100-Year-Old Resident Gives Back to the Community
Harold Hager was born on May 17, 1917.
During his life, Harold served in the navy during World War II.
Afterward, he spent the next 37 years working at Corning Glass Works.
During the flood of ’72, Harold helped deliver food to those in need.
But for him there’s one memory that sticks out.
“My wedding to my lovely wife, Anna, in 1939, said one-hundred-year-old Harold Hager. “August the sixth. We were together for 71 years and one month almost to the hour.”
When Anna got sick, Harold was with her through it all.
“When my mother had to actually go to the home in 2007,” said Hager’s son, John Hager. “My father, everyday during visiting hours, during the week and through the weekends, seven days a week, he went at eleven o’clock in the morning and stayed with my mother until eight o’clock at night.”
He visited Anna everyday until she passed away in 2010.
After her passing, he couldn’t just sit around..
He joined RSVP, which helps retired senior citizens volunteer for local organizations.
The organization teamed him up with Steuben County’s Habitat for Humanity.

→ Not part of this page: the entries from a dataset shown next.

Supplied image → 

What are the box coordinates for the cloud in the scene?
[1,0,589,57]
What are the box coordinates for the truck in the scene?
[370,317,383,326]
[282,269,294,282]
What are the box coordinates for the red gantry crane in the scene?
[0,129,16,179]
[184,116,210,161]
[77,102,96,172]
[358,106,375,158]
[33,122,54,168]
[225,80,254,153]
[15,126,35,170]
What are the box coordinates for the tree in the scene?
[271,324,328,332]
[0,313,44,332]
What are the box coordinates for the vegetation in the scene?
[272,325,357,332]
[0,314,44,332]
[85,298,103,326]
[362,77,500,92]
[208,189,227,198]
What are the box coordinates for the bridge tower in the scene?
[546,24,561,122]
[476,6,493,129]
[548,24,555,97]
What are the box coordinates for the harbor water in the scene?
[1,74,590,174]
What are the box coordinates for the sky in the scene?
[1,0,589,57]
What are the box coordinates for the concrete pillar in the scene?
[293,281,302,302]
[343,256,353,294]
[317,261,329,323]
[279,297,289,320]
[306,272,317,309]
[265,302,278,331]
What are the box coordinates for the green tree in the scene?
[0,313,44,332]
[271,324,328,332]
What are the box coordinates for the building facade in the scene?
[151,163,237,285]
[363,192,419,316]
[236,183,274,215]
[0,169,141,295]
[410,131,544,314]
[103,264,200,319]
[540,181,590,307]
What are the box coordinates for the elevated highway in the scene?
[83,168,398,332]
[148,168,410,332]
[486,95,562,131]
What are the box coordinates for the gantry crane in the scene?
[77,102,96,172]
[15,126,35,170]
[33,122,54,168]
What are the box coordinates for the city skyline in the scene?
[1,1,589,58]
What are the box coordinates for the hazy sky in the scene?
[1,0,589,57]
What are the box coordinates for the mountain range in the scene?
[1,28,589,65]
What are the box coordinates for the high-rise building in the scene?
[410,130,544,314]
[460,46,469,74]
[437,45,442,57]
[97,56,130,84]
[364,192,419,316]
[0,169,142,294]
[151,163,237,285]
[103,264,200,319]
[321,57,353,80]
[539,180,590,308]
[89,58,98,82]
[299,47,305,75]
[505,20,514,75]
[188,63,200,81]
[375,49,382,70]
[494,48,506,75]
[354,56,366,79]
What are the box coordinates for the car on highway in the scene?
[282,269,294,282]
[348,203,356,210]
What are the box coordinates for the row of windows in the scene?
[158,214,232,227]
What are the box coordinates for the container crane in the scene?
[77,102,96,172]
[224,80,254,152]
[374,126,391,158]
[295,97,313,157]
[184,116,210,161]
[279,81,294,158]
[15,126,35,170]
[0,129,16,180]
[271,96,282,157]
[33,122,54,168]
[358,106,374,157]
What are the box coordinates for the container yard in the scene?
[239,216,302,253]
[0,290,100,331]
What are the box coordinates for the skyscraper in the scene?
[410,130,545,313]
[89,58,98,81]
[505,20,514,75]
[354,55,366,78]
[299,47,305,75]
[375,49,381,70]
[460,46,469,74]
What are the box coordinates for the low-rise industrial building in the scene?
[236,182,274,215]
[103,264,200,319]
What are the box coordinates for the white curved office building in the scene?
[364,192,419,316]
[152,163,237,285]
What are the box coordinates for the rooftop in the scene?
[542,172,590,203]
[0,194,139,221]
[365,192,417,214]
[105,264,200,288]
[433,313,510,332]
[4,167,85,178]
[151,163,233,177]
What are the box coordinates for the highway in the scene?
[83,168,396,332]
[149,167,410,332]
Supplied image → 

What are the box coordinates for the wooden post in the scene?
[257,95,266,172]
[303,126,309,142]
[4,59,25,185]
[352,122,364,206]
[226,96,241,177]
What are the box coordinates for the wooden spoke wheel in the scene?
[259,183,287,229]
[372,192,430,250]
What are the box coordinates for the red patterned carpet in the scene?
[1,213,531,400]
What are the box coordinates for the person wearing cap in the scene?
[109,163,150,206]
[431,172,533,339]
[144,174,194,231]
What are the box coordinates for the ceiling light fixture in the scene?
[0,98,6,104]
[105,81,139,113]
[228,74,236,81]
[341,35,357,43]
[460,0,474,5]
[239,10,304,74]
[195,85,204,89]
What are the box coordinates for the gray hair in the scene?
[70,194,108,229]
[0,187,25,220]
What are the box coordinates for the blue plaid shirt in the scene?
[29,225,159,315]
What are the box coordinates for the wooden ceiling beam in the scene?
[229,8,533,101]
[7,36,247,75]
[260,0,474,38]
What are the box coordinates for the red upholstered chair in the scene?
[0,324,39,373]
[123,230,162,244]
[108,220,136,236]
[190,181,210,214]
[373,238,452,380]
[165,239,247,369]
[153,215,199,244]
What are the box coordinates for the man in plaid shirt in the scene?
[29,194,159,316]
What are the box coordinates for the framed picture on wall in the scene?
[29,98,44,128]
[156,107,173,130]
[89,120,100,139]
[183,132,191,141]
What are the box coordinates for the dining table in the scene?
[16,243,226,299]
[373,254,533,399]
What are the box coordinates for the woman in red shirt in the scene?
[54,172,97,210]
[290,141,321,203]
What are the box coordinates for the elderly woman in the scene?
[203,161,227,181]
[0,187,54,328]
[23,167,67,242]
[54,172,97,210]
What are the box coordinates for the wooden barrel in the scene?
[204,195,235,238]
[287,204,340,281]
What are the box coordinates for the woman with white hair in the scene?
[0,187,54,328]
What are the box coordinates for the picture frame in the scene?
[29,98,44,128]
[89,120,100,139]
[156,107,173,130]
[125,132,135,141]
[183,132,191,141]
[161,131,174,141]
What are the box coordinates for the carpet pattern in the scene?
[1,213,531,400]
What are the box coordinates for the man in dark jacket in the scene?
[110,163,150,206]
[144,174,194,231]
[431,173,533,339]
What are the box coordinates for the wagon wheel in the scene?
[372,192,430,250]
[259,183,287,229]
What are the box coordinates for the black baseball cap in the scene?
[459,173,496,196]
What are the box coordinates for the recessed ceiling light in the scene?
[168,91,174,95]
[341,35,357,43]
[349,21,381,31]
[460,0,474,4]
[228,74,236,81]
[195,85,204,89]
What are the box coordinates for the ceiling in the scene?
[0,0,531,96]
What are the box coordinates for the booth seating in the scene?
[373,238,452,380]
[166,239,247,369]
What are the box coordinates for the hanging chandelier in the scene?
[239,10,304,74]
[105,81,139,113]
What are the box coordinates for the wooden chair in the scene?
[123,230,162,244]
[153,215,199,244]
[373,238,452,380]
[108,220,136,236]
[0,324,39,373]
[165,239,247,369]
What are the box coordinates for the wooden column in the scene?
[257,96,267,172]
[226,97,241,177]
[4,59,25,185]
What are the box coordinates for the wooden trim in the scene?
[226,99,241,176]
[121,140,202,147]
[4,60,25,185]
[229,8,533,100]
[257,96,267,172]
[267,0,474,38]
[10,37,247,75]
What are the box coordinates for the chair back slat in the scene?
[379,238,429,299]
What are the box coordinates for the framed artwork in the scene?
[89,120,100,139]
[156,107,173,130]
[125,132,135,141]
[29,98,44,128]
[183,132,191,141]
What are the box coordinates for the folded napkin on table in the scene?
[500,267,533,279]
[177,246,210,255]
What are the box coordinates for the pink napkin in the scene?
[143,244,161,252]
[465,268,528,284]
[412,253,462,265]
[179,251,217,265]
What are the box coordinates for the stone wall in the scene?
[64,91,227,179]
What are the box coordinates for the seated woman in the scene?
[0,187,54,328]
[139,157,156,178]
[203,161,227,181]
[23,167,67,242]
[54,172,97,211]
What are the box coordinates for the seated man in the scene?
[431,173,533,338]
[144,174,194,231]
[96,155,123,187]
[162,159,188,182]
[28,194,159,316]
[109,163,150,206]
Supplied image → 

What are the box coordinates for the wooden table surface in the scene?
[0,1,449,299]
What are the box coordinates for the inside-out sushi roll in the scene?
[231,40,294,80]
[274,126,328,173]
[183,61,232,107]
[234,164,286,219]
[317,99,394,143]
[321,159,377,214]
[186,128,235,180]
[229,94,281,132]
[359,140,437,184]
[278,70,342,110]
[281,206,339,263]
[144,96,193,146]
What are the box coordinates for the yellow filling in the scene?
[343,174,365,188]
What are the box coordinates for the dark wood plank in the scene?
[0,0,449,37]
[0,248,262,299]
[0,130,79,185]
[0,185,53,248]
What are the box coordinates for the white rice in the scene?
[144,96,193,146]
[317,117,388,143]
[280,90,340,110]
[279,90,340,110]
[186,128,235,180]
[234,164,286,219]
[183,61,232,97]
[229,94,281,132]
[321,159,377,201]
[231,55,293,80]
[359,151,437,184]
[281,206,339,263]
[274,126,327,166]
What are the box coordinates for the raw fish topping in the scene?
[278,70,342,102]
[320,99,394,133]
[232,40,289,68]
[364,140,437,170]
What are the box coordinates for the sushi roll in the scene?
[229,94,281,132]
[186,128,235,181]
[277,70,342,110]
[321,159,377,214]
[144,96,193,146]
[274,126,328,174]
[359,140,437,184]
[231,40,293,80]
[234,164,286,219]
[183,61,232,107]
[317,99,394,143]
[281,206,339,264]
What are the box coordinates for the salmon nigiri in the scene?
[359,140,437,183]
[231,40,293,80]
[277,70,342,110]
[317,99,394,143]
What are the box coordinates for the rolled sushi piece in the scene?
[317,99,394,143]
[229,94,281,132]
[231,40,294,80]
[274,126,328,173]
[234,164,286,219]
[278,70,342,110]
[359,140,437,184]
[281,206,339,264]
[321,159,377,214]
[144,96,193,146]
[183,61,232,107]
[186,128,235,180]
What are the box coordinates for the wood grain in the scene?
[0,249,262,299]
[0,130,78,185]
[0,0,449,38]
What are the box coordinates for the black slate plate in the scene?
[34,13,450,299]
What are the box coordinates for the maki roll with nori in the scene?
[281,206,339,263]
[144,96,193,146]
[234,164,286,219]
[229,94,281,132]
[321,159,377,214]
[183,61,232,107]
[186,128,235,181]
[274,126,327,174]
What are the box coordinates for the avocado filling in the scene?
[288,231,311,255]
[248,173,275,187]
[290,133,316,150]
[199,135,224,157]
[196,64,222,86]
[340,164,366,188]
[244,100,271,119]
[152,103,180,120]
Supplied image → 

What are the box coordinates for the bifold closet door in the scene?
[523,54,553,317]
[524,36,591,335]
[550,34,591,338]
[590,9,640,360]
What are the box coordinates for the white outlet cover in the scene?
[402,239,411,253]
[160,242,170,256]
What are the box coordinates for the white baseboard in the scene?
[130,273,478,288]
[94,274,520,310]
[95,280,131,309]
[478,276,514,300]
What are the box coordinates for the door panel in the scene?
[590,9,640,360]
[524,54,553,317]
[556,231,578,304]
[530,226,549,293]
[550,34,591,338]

“Harold has been with us for a few years years now and he’s the volunteer who does the most number of hours here,” said Marketing and Outreach Coordinator for Steuben County’s Habitat for Humanity, Matthew Harmer. “He works the equivalent of about a twenty-hour work week.”
There, he does everything from sorting screws to testing light fixtures.
For the second year in a row, Harold volunteered more hours than anyone in the organization.
At an RSVP event this week, Harold was honored for all of his hard work and dedication.
Even though Harold has lived a life full of accomplishments, his next goal is to reach the age of one-hundred and five.
Either way, Harold plans to spend the rest of his life just like he has spent the last one hundred years, bettering the lives of those around him.